L’ère Jean-Claude Juncker, premier ministre depuis 1995 et « doyen » du cercle des chefs d’Etat et de gouvernement de l’UE, même s’il n’a que 59 ans, est donc officiellement terminée. Après quelques semaines de négociation, les partis libéral, socialiste et écologiste ont approuvé le programme d’une « grande coalition ». Comptant 15 ministres – dont 4 femmes seulement – elle sera conduite par le vainqueur surprise des législatives de la fin octobre, Xavier Bettel.

Cet avocat de 40 ans, bourgmestre (maire) libéral de la ville de Luxembourg, est devenu ce mercredi le premier responsable politique du Grand-Duché, ouvertement homosexuel. Ce qui devrait ouvrir la voie à des réformes comme le mariage pour tous. Et, l’homme compte bien faire son entrée sur la scène internationale au prochain Sommet européen des 19 et 20 décembre, à Bruxelles.

Le gouvernement de coalition de Xavier Bettel, dont le numéro deux, Etienne Schneider, dirigeant du Parti ouvrier socialiste, est lui aussi ouvertement homosexuel, a promis d’engager une série de réformes, dont le remplacement de l’éducation religieuse par des cours d’éthique à l’école.

Il a aussi prévenu ses compatriotes qu’il devrait prendre des mesures impopulaires pour réduire les dépenses publiques et permettre au Grand-Duché de conserver sa note « triple A ». La Commission européenne a prévu le mois dernier un creusement du déficit public luxembourgeois de 0,6% du PIB l’an dernier à 2,7% en 2015.

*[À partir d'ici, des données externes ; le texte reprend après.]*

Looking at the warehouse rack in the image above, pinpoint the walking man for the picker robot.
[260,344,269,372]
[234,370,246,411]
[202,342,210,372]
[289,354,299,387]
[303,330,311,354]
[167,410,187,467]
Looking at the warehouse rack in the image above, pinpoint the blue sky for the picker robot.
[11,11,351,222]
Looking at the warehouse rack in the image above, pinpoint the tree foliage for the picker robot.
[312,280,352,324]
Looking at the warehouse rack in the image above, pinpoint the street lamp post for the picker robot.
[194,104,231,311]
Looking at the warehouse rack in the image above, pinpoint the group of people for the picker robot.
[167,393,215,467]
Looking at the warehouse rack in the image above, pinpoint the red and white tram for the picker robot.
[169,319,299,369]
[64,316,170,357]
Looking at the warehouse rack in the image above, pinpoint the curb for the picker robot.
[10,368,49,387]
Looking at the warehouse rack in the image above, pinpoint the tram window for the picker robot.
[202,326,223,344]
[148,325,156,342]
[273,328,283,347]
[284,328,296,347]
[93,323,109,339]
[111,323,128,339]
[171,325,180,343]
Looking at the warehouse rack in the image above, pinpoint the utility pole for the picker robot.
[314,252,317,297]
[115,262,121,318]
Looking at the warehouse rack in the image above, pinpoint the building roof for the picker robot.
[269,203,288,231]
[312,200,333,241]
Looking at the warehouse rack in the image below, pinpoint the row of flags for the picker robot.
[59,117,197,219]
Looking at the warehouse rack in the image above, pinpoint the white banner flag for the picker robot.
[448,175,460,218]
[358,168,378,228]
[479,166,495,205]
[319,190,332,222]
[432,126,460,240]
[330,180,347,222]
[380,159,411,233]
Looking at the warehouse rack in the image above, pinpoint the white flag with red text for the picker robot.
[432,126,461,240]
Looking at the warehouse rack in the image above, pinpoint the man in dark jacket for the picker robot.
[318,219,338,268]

Le président de la Chambre de commerce du Luxembourg, Pierre Gramegna, ancien ambassadeur au Japon, s’est vu confier le portefeuille des Finances.

Jean-Claude Juncker, dont le Parti chrétien-social (CSV) a dirigé le Luxembourg pratiquement sans interruption depuis la Seconde guerre mondiale, a annoncé qu’il resterait à sa tête dans l’opposition, mais il se murmure déjà que celui qui a présidé l’Eurogroupe jusqu’à début 2013 pourrait prochainement prendre un poste européen à Bruxelles.